Unofficial AM callbacks to 4th series (11 dogs):

2,3,4,9,11,13,17,19,24,25,31.


----------



## DMA (Jan 9, 2008)

Good job in the open Jamie get some AM color too.


----------



## kirkandlaura (Feb 18, 2008)

Way to go Alex Drent! 1st, 2nd and 4th in the Q and 1st, 3rd and 4th in the derby!! We are proud of you!


----------



## Glenn Norton (Oct 23, 2011)

Great job Again Alex . should give Jim some lessons ha ha


----------



## Don (Apr 10, 2011)

You did good once again!!!


----------



## labsforme (Oct 31, 2003)

Good to hear Alex did well.Jimmy trained him well;  
Don/Glenn do you know the Open and Am results?
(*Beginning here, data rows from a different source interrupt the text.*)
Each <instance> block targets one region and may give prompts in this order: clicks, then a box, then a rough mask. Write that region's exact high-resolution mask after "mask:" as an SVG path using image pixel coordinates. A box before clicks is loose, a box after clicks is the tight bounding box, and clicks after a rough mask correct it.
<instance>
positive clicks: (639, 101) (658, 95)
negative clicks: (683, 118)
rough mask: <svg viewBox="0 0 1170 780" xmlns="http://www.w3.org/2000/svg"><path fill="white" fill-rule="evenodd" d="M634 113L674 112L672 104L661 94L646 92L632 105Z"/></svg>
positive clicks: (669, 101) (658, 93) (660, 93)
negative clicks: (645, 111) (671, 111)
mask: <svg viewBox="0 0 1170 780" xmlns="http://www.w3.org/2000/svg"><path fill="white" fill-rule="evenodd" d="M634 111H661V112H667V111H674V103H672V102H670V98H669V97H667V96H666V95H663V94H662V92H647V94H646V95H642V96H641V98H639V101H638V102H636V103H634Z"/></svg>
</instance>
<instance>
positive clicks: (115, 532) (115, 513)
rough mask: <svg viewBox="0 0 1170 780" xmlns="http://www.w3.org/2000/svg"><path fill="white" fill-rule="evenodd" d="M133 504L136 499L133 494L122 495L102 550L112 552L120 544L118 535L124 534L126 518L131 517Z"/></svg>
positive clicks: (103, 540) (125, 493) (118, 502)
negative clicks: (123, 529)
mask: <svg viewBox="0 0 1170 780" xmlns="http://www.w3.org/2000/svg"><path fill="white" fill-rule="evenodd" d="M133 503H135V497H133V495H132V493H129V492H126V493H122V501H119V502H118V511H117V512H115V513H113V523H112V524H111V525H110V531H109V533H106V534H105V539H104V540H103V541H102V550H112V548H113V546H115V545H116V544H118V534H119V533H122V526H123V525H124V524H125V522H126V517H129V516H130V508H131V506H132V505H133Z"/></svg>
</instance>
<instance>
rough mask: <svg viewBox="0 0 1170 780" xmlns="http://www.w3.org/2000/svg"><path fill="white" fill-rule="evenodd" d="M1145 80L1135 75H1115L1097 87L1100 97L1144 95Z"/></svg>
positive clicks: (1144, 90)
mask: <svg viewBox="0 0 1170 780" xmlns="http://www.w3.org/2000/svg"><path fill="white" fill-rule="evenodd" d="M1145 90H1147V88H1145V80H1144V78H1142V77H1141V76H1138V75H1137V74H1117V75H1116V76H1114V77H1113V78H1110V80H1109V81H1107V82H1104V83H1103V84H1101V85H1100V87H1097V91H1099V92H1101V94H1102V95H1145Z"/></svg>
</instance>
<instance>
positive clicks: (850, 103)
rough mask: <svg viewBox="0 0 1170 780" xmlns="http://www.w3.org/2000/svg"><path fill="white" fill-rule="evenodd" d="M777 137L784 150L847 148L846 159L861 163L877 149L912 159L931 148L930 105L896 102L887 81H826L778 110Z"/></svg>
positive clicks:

Thanks and see ya'll at ORTC.

Jeff


----------



## McKenna Kennels (Apr 24, 2010)

1st Magic owned by Ken Lee handled by Jim Gonia
2nd Otis owned by Laura & Kirk Lillebo
3rd Megan owned and Handle by Jamie Graham
4th Boogie owned by Perry Meyring handled by Brooke Vanderbrake
RJ Stealer owned and handled by John Poer


----------



## Gun Dawg (Dec 18, 2010)

AM Results

1st. - FC/AFC Windy -owned and Handle by Bob Crab
2nd. - FC/AFC Kid - owned and Handle by Breck Howard
3rd. - FC/AFC Otis - owned and Handle by Kirk Lillebo
4th. - FC/AFC Kate - owned and Handle by Marion Carey
JR. - Mia - owned and Handle by Dave Plesko
Jam - Megan - owned and Handle by Jamie Graham


----------



## McKenna Kennels (Apr 24, 2010)

The 3rd for Otis qualifies him for the Vermont Am National!! 
Congrats Kirk and Laura WAY TO GO!!!


----------



## stonybrook (Nov 18, 2005)

kirkandlaura said:


> Way to go Alex Drent! 1st, 2nd and 4th in the Q and 1st, 3rd and 4th in the derby!! We are proud of you!


Anyone care to share the placements, please?


----------



## jgrammer (Jun 23, 2008)

Congratulations to all that placed/finished that very tough Am 4th series. Very glad to hear Otis is now qualified for the Nat'l Am!


----------



## Don (Apr 10, 2011)

Congratulations Kirk and Otis !!!


----------